Health insurance
Indian community health insurance schemes provide partial protection against catastrophic health expenditure
A review of two health insurance schemes in India
Authors:
N. Davadasan; W. Van Damme; B. Criel
Publisher:
Health Services Research [journal], 2007
This article in BMC health services research examines two Indian community health insurance (CHI) schemes, ACCORD and SEWA, to determine whether insured households are protected from catastrophic health expenditure (annual hospital expenditure greater than 10 per cent of annual income). The paper finds that in the absence of CHI schemes, patients would have had to pay out of pocket (OOP) payments for their hospitalisation. With the CHI schemes, 67 per cent and 34 per cent of patients did not have to make any OOP payments for their hospital expenses at ACCORD and SEWA, respectively. Both CHI schemes halved the number of households that would have experienced catastrophic health expenditure by covering hospital costs.

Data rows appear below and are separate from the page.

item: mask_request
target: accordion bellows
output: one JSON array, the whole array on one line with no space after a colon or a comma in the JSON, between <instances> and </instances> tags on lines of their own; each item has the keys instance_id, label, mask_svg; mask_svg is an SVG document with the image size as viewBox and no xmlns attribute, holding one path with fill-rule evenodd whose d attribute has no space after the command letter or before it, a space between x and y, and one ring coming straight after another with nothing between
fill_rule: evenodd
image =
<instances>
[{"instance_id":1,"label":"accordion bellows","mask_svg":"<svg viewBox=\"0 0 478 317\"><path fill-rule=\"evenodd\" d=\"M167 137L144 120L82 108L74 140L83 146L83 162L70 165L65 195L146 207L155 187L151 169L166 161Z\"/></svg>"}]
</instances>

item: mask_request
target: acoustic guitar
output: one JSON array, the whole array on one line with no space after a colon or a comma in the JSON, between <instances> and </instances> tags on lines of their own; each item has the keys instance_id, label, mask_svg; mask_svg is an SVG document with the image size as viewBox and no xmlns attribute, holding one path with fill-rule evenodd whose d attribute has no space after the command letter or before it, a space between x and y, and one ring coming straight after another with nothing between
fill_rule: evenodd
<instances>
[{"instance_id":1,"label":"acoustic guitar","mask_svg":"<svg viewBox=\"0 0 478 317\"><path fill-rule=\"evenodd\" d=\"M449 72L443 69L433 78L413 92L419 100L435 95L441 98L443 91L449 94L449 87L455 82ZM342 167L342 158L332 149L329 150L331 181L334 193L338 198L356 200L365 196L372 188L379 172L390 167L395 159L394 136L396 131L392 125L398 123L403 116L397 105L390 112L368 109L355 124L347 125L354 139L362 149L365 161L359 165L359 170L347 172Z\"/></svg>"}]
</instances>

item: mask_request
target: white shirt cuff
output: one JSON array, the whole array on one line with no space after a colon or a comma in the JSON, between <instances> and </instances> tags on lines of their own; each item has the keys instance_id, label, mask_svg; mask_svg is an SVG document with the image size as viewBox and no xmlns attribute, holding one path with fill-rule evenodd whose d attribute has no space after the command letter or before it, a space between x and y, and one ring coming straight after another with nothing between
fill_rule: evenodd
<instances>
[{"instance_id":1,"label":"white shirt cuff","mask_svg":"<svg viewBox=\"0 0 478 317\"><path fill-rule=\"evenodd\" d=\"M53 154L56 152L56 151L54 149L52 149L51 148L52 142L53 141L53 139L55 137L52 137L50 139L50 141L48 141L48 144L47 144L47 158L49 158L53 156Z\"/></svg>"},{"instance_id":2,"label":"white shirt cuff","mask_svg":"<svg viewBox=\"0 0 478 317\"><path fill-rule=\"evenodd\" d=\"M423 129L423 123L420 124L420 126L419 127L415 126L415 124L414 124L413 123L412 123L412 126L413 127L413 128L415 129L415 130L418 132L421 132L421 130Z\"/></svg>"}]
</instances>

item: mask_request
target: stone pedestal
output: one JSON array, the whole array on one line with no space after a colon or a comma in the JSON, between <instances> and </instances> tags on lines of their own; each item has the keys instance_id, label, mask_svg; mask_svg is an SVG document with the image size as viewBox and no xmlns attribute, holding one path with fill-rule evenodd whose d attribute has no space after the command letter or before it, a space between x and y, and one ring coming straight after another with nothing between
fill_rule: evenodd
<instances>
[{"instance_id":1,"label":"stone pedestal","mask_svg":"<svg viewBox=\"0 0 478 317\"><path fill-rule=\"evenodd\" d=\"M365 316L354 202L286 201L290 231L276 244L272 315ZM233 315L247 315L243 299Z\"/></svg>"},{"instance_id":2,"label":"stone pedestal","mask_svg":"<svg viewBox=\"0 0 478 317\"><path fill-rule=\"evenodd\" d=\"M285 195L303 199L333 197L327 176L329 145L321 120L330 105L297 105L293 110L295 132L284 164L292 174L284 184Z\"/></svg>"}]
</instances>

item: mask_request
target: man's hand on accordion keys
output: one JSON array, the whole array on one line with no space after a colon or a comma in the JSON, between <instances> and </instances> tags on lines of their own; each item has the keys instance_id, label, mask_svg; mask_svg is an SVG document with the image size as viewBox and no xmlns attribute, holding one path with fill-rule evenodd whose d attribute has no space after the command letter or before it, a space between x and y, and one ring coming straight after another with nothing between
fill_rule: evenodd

Despite this, some households still experienced catastrophic health expenditure due to: low annual income; benefit packages with low maximum limits; exclusion of some conditions from the benefit package; and use of the private sector for admissions. The article concludes that CHI appears to be effective in halving the incidence of catastrophic health expenditure among hospitalised patients. This protection could be further enhanced by improving the design of CHI schemes, especially by increasing the upper limits of benefit packages, minimising exclusions and controlling costs.